We spent the next few days walking around the peninsula where we were camping, drinking wine with the other campers, and playing a few tunes for them as well. It was very relaxing and chilled.  One day after a walk we were extremely hot and sweaty and since we were on the coast we decided to jump in the sea for a cool off.  We found the fishing beach which was just a lot of flat rocks with barnacles but we could jump off easily enough. It was getting back out that was going to be tricky.  The edges were covered in massive seaweed plants but quite firmly attached so we thought we could use those to haul ourselves back in.  Just before jumping in I suddenly realized I was jumping into salt water… WHAT!!!  Having grown up around lakes with freshwater, I was thinking to myself I hadn’t been in an OCEAN for almost 10 years!  Then I remembered what lives in the oceans and had another pang of mental warning!  It wasn’t fear so much as just cold realization that gee I could get nibbled on, or have a dolphin swim by me.  Unlikely this close to the coast but still.  Eilis having grown up in Ireland and used to the salty ocean jumped right in and was happy as a fish, while I was flailing about just getting used to the salt and the new buoyancy. My love of the ocean it seems was more of a visual one I think, but now at least I was coming to terms with the actually salt water.  After hoisting ourselves out of the water with the seaweed after many attempts and a lot of laughter we dried off on the barnacle covered rocks and headed back to the campground.

It was also time to leave for another friend I had become close to, Laura H. a vet working for one of the competing practices that we had adopted back in March.  She was heading off traveling as and as she had no one to send her off properly besides a taxi, I decided to take her to the airport and have a good send off lunch together. I wasn’t working anyway so I picked her up from her house and we made her finally journey north to Christchurch airport.  It is so hard to say goodbye to friends that you meet traveling, not just the ones that you know you’ll likely never see again but also the ones that are nomadic like you and seem to make the experience you are living that much more rewarding because of meeting them.  All the more reasons why Facebook has become an invaluable tool these days, as much as I hate to admit that.

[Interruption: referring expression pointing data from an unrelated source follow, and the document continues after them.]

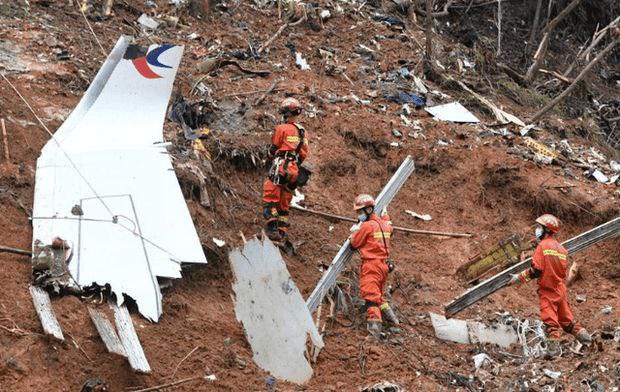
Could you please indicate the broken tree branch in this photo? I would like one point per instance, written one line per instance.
(544, 43)
(556, 75)
(5, 141)
(396, 228)
(277, 34)
(581, 75)
(444, 12)
(171, 384)
(15, 250)
(105, 54)
(269, 90)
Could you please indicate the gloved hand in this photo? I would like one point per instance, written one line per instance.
(514, 279)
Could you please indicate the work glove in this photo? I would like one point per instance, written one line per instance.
(514, 279)
(356, 227)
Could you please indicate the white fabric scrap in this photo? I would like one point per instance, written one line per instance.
(424, 217)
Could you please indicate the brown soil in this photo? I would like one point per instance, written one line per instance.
(471, 185)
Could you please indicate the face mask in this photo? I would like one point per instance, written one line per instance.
(538, 232)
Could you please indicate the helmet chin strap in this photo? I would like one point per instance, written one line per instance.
(364, 214)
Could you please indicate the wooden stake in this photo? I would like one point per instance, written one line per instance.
(277, 33)
(15, 250)
(169, 385)
(5, 141)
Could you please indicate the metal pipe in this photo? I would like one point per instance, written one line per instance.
(396, 228)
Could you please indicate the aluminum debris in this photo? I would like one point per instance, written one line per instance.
(43, 306)
(273, 313)
(472, 332)
(129, 339)
(482, 290)
(328, 280)
(106, 331)
(454, 112)
(106, 184)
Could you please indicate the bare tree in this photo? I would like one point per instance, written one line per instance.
(530, 42)
(581, 75)
(542, 48)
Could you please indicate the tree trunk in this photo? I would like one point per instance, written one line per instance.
(598, 37)
(428, 56)
(530, 42)
(427, 63)
(581, 75)
(542, 48)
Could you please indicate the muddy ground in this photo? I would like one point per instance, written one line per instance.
(468, 184)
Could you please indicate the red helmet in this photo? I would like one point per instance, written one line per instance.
(290, 105)
(550, 222)
(362, 201)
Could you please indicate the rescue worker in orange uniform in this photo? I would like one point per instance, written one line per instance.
(289, 148)
(549, 265)
(372, 237)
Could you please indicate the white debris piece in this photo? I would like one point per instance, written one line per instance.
(301, 62)
(607, 310)
(131, 222)
(552, 374)
(424, 217)
(481, 360)
(468, 331)
(297, 198)
(419, 85)
(453, 330)
(599, 176)
(147, 22)
(525, 130)
(273, 313)
(454, 112)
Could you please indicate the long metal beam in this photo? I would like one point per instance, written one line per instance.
(344, 254)
(496, 282)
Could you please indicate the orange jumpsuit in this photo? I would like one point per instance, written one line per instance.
(277, 195)
(549, 264)
(373, 240)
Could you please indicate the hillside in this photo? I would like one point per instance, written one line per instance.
(475, 178)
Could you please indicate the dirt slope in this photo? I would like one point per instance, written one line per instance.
(470, 185)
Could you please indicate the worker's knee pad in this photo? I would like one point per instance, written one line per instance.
(283, 220)
(569, 328)
(369, 304)
(270, 211)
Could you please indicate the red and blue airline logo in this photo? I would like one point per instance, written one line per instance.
(145, 62)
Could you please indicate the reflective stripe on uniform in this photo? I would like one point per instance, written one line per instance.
(553, 252)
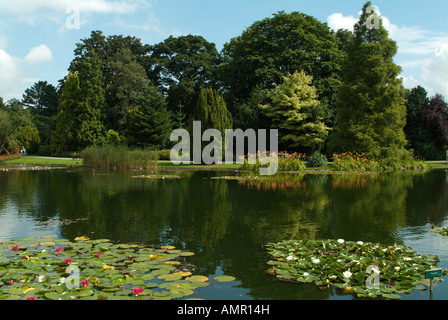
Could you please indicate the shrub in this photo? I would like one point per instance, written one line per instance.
(119, 156)
(317, 159)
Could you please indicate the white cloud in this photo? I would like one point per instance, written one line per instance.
(10, 75)
(425, 52)
(434, 72)
(338, 21)
(38, 54)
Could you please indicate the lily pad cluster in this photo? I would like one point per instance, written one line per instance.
(441, 231)
(59, 269)
(369, 270)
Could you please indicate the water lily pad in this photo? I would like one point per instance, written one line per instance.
(224, 278)
(39, 268)
(348, 265)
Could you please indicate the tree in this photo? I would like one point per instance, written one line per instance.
(64, 137)
(295, 111)
(277, 46)
(41, 99)
(211, 110)
(371, 110)
(129, 86)
(149, 123)
(436, 116)
(92, 107)
(181, 67)
(417, 130)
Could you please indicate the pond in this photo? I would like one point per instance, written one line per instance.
(228, 222)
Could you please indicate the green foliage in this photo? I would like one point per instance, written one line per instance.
(28, 137)
(316, 159)
(128, 88)
(371, 110)
(417, 130)
(64, 138)
(149, 125)
(180, 67)
(211, 110)
(295, 111)
(277, 46)
(356, 162)
(120, 157)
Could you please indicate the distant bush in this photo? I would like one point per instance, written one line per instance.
(352, 161)
(317, 159)
(120, 157)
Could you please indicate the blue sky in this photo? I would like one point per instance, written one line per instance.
(36, 43)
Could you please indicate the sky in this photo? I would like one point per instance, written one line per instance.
(38, 37)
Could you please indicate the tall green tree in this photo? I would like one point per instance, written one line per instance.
(435, 115)
(277, 46)
(371, 107)
(211, 110)
(181, 67)
(42, 99)
(91, 116)
(129, 86)
(295, 111)
(149, 124)
(80, 121)
(417, 130)
(63, 138)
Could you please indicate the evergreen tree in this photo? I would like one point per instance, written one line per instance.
(91, 113)
(129, 86)
(371, 106)
(211, 110)
(63, 138)
(149, 124)
(417, 130)
(295, 111)
(80, 122)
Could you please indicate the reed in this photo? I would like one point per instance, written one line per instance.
(120, 157)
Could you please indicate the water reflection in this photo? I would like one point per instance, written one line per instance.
(227, 221)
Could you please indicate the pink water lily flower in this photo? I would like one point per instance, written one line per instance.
(137, 291)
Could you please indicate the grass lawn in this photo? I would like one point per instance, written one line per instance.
(31, 160)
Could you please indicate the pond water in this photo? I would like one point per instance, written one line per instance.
(228, 222)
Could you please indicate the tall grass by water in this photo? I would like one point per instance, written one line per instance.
(120, 157)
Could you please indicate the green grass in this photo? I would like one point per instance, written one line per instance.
(35, 160)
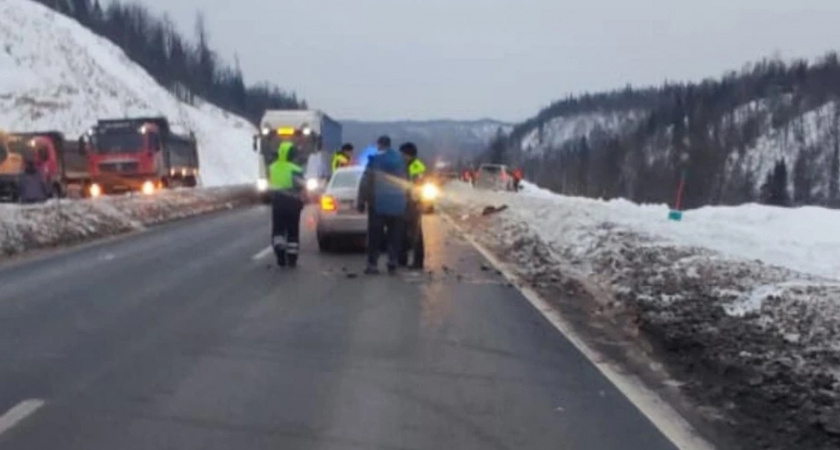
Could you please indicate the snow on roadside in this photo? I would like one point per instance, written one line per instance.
(751, 291)
(56, 223)
(57, 75)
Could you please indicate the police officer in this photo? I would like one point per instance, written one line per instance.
(341, 158)
(414, 215)
(286, 182)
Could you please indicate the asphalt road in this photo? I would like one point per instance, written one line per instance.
(178, 338)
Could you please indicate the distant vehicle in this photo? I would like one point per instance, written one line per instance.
(138, 154)
(57, 158)
(322, 136)
(493, 176)
(337, 217)
(429, 192)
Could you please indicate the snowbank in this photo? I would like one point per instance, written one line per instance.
(745, 301)
(57, 75)
(58, 223)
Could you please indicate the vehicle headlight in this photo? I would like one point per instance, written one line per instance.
(262, 184)
(148, 188)
(430, 191)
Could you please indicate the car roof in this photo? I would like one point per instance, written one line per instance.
(350, 169)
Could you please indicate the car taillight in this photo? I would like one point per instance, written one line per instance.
(328, 203)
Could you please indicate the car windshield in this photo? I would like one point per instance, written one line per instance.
(346, 179)
(118, 142)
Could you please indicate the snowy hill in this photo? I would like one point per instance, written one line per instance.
(728, 134)
(449, 138)
(561, 131)
(57, 75)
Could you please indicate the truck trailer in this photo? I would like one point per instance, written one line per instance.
(319, 134)
(139, 154)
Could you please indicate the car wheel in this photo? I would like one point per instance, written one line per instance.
(324, 243)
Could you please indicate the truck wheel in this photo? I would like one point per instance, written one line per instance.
(324, 243)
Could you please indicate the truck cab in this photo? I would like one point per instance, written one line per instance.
(317, 136)
(139, 154)
(43, 149)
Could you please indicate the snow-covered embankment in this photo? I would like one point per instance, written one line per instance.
(743, 302)
(59, 223)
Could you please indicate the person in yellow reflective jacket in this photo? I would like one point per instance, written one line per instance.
(285, 179)
(414, 216)
(342, 157)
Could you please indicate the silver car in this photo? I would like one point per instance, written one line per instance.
(337, 218)
(493, 176)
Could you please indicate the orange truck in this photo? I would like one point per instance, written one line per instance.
(59, 160)
(138, 154)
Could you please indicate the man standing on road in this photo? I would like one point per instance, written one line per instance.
(286, 182)
(383, 191)
(414, 215)
(341, 158)
(517, 179)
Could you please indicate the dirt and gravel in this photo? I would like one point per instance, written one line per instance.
(755, 348)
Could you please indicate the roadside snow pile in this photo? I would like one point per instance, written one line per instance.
(744, 300)
(57, 75)
(52, 224)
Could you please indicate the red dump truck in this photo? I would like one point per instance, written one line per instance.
(138, 154)
(57, 158)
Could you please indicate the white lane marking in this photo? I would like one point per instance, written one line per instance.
(263, 253)
(661, 414)
(21, 411)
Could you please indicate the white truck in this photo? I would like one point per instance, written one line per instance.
(321, 137)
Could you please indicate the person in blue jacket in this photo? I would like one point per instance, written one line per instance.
(384, 193)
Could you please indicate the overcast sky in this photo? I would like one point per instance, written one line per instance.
(422, 59)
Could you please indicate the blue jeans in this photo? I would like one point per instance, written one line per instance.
(389, 229)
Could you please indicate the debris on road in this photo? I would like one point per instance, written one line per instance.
(750, 320)
(492, 210)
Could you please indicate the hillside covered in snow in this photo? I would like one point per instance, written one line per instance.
(57, 75)
(727, 135)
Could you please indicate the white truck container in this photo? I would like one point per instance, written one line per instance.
(321, 137)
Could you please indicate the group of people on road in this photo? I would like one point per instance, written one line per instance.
(387, 193)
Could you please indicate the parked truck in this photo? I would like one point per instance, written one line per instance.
(58, 160)
(139, 154)
(320, 136)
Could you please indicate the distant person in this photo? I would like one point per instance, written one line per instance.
(414, 214)
(342, 157)
(383, 192)
(517, 179)
(286, 182)
(32, 185)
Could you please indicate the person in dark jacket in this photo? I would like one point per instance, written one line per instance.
(414, 214)
(32, 187)
(384, 193)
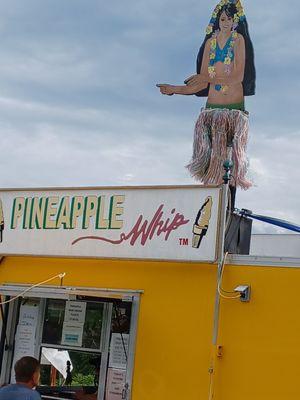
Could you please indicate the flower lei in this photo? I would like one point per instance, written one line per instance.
(239, 16)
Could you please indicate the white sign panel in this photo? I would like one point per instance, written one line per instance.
(25, 334)
(115, 384)
(75, 312)
(164, 223)
(72, 334)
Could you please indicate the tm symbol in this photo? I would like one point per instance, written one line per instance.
(184, 241)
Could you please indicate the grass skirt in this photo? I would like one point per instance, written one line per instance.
(215, 130)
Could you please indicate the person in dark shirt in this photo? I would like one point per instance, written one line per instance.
(27, 371)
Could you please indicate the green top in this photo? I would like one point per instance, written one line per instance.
(234, 106)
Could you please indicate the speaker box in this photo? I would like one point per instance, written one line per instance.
(238, 234)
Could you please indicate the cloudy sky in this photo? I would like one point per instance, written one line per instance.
(79, 107)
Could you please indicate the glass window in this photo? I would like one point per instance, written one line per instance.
(85, 333)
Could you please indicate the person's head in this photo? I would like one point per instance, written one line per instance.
(225, 18)
(229, 14)
(27, 371)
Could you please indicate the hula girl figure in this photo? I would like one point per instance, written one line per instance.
(225, 74)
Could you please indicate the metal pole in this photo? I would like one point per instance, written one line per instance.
(224, 206)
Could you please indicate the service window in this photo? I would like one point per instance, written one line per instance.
(85, 346)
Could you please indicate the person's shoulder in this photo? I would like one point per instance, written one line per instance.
(240, 38)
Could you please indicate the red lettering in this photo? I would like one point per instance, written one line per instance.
(144, 230)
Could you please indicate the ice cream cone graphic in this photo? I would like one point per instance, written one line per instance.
(202, 222)
(1, 221)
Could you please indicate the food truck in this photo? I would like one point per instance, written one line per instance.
(126, 293)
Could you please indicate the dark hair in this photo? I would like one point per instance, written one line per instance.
(242, 28)
(25, 368)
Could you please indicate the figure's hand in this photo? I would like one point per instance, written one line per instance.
(165, 89)
(194, 80)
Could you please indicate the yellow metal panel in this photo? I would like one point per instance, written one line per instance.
(175, 322)
(260, 353)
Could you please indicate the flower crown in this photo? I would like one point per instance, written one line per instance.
(239, 16)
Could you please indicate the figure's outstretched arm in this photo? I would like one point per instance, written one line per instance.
(236, 76)
(182, 89)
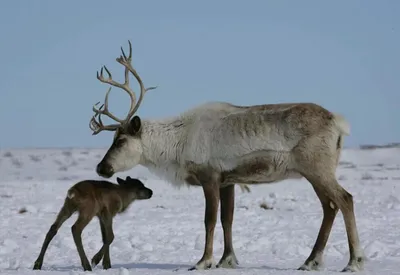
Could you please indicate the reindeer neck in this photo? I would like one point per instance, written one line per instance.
(161, 140)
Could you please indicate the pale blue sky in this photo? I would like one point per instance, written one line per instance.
(344, 55)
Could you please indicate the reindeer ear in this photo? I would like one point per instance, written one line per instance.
(134, 125)
(120, 181)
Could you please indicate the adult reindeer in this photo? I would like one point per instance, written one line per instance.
(216, 145)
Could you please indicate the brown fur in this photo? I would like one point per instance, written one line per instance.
(92, 198)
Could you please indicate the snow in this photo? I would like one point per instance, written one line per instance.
(165, 235)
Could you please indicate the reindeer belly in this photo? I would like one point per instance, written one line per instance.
(260, 167)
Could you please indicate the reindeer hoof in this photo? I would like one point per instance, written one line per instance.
(311, 265)
(229, 261)
(203, 264)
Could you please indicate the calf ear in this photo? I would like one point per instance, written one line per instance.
(120, 181)
(134, 125)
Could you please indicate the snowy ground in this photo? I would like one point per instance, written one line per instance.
(166, 233)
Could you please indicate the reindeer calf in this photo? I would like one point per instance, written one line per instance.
(95, 198)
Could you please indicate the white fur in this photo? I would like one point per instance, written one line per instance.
(217, 134)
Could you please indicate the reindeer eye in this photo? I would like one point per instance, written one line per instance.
(119, 142)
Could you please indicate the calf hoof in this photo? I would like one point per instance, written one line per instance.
(87, 267)
(96, 260)
(37, 265)
(106, 265)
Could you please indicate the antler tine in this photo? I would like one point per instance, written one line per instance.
(98, 126)
(127, 63)
(124, 86)
(105, 110)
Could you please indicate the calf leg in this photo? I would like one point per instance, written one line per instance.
(227, 198)
(77, 228)
(65, 212)
(107, 223)
(99, 255)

New Years was pretty low key, Susan invited us all out to her place and we ended up drinking wine and listening to all the farm stories and tales from Richard’s farm as well watching the guys dare each other to eat the giant beetles that were coming in the house… alive.  Which they did, multiple times.  We rambled back home after midnight I promptly passed out from all the hubbub of the week coming to a close. Welcome 2011, oh what crazy plans I have for you this year!!!!